The Samosa was the more junior of the two and being covered in toasted coconut I was already regarding it suspiciously. A complicated and fiddly little number, it consists of a ring of quite spongy biscuit, the bottom of which has been dipped in that chocolate stuff again, then the rest has been covered with toffee caramel much of which has come to rest in a gutter that circles the biscuits top face. Toasted coconut has then been chucked over it to stick to the caramel and finally a few more stripes of the chocolate stuff dribbled on top. I was some what galled to find I liked them. In fact I had to force myself to stop eating them.

It's fairly obvious to me now why Girl Scout Cookies are still going strong after all these years. Most children that knock on the door of NCOTAASD HQ are in heavy disguise and after sweets in return for not carrying out an unspecified act of vandalism. Failling that they return a month later after money for singing two lines of 'We wish you a merry Christmas'. If they were to turn up all business like selling rare and intriguing biscuits then I'm fairly sure they would fleece me for most of our loose cash.


Bahlsen PICK UP

Monday 6 Mar 2006

People often ask me such questions as "what is your favourite biscuit?" and "what is the most popular biscuit?" and "why do we like biscuits?" and "do other people like biscuits as much as we do?" and you get the idea. What they haven't asked up till now, at least I don't recall anybody asking is "What biscuit has an army of loyal subjects whose fervour knows no bounds?". To which the simple answer is "The Choco Leibniz, although those Plain Chocolate Hobnob people are a bit forthright". I wonder, however, how many of the Choco Leibniz folks have even heard of its street wise off spring, the Pick Up.

Simply put the Pick Up is Bahlsen's go at turning the Choco Leibniz into a snack bar format, via that classic formula of the sandwich. Bahlsen have fashioned a jumbo 81mm x 39mm Leibniz biscuit and embossed it with the PICK UP! logo and retained the distinctive edge sculpturing. The unadorned Leibniz biscuit is one of those that teeters between blandness and brilliance, it could easily go both ways. By sticking to recipes that use butter rather than vegetable fat it keeps its self from toppling into blandness. In fact left alone with some Leibniz and a cup of tea one soon starts to appreciate this pure inner beauty.

What is apparent upon opening up the little flow wrap sachet that the PICK UP sits in is that there is a serious piece of chocolate lurking in here. The rich chocolately smell springs out at you as soon as you tear in. What you are left holding in your hands may take you aback a little in its pure simple brilliance. Yes it really is a big slab of really very good chocolate with biscuit handles on it.
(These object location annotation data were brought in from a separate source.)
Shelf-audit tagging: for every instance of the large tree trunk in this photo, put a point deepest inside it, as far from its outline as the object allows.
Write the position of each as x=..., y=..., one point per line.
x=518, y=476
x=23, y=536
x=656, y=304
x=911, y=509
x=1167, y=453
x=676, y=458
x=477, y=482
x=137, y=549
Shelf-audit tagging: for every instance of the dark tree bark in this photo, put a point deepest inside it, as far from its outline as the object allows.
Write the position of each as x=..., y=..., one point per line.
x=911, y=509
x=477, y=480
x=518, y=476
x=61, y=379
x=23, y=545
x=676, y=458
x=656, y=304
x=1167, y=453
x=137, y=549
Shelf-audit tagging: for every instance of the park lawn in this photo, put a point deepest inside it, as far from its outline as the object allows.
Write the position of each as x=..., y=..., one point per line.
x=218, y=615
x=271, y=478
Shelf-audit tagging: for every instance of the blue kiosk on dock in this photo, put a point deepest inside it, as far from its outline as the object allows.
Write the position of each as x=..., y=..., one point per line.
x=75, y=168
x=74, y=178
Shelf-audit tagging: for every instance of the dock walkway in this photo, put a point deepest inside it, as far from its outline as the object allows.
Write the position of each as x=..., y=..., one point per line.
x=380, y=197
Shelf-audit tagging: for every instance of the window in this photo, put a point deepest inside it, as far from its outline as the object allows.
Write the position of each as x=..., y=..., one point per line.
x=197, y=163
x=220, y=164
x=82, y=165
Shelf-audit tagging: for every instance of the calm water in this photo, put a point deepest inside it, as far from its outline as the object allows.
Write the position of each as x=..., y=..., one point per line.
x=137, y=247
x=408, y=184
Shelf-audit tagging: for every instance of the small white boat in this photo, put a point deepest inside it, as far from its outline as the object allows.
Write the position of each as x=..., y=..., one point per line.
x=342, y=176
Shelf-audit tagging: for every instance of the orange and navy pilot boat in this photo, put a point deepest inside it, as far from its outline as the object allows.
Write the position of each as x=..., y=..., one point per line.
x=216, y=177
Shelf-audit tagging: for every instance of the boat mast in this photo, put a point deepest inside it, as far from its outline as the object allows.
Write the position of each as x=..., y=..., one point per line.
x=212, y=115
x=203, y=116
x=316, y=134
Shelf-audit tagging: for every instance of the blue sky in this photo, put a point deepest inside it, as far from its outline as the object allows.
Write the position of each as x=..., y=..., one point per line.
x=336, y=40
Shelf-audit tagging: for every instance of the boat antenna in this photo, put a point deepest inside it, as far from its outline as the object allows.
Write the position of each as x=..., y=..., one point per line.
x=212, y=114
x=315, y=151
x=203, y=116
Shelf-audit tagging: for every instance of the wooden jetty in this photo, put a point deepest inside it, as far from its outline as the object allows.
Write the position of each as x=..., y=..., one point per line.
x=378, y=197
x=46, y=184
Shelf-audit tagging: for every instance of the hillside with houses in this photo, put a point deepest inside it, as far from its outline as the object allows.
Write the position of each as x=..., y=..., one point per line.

The chocolate comes out flush to the very edge too.

Further investigation reveals that Bahlsen have stuck to their magic number of 48% chocolate as witnessed in the Choco Liebniz. The fact that they are doing this in the presence of two biscuits indicates what a substantial inner core there is. Now it was somebody at Bahlsen who told me of some intricacies of VAT law concerning chocolate and its placement, and its my understanding that such an arrangement of biscuit and chocolate would be VAT free as inner chocolate is not considered 'Luxurious'. Thus a PICK UP should be a VAT free staple food stuff, and not some decadent choco indulgence... Right.

As you bite into this very solidly assembled biscuit your teeth which have made it through the crispy outer are suddenly arrested by the choc monolith forcing you to change into a lower gear and with a firm bite snap off a piece. This is a non standard biscuit eating experience and whilst the crisp buttery biscuit and chocolate in your mouth are starting to resemble that of a standard Choco Leibniz, your mind is trying to assess if there are any possible weak points where you could attack next. So thick is the chocolate that you actually have expend a bit of effort chewing it.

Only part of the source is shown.